When I watched the trailers for The Great Debaters, I wondered why they cast such a young actor (Denzel Whitaker) to play James Farmer, Jr. Once I saw the movie, I learned that Farmer was only 14 years old when he entered Wiley College.
He later founded CORE -the Congress of Racial Equality- at the age of 21. He was known as one of the "Big Four" of the Civil Rights Movement along with Rev. Martin Luther King, Jr., NAACP chief Roy Wilkins and Urban League head Whitney Young.
I also came across some of Dr. King's writings where he recalls an oratory contest that he won when he was 14 years old. King entered Morehouse college the next year at the age of 15.
The following passage is from the Autobiography of Martin Luther King Jr.
When I was fourteen, I traveled from Atlanta to Dublin, Georgia, with a dear teacher of mine, Mrs. Bradley. I participated in an oratorical contest there and I succeeded in winning the contest.
My subject, ironically enough, was "The Negro and the Constitution."
We cannot have an enlightened democracy with one great group living in ignorance. We cannot have a healthy nation with one-tenth of the people ill-nourished, sick, harboring germs of disease which recognize no color lines—obey no Jim Crow laws. We cannot have a nation orderly and sound with one group so ground down and thwarted that it is almost forced into unsocial attitudes and crime. We cannot be truly Christian people so long as we flout the central teachings of Jesus: brotherly love and the Golden Rule. We cannot come to full prosperity with one great group so ill-delayed that it cannot buy goods. So as we gird ourselves to defend democracy from foreign attack, let us see to it that increasingly at home we give fair play and free opportunity for all people.
Today thirteen million black sons and daughters of our forefathers continue the fight for the translation of the Thirteenth, Fourteenth, and Fifteenth Amendments from writing on the printed page to an actuality. We believe with them that "if freedom is good for any it is good for all," that we may conquer Southern armies by the sword, but it is another thing to conquer Southern hate, that if the franchise is given to Negroes, they will be vigilant and defend, even with their arms, the ark of federal liberty from treason and destruction by her enemies.

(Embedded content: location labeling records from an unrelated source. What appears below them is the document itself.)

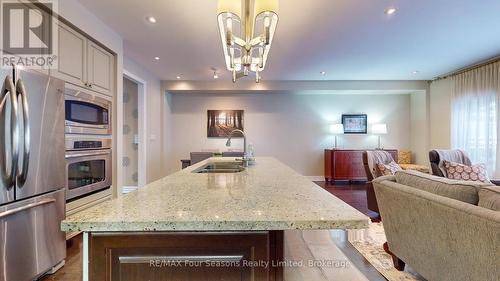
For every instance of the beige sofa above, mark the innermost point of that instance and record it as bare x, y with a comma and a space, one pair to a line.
434, 225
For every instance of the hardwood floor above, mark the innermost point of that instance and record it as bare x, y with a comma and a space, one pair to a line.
354, 195
72, 270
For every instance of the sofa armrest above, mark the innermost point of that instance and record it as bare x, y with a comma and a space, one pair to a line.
495, 181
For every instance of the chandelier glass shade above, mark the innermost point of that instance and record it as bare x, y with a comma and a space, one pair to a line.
246, 37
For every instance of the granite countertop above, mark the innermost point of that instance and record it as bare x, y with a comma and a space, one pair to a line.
266, 196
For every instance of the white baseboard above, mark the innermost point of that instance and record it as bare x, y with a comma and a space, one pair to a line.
127, 189
316, 178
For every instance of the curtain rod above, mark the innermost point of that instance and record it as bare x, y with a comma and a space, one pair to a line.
468, 68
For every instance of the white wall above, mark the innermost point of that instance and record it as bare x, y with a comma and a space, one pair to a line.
156, 118
419, 131
440, 114
289, 126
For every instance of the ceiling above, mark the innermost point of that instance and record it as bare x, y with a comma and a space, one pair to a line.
348, 39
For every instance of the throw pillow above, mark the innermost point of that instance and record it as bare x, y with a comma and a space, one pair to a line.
404, 157
459, 171
388, 169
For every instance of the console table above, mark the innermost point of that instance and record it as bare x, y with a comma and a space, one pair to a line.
347, 164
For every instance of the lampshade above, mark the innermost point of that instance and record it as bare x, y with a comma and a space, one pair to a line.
379, 129
229, 6
337, 129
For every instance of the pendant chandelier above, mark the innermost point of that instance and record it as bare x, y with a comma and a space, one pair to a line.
246, 38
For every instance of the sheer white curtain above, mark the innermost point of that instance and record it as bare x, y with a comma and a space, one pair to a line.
475, 118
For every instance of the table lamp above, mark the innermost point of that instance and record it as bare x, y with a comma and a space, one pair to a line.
336, 129
379, 129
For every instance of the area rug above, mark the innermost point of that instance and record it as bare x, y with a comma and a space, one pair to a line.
369, 242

That night, Mrs. Bradley and I were on a bus returning to Atlanta. Along the way, some white passengers boarded the bus, and the white driver ordered us to get up and give the whites our seats. We didn't move quickly enough to suit him, so he began cursing us.
I intended to stay right in that seat, but Mrs. Bradley urged me up, saying we had to obey the law. We stood up in the aisle for ninety miles to Atlanta. That night will never leave my memory. It was the angriest I have ever been in my life.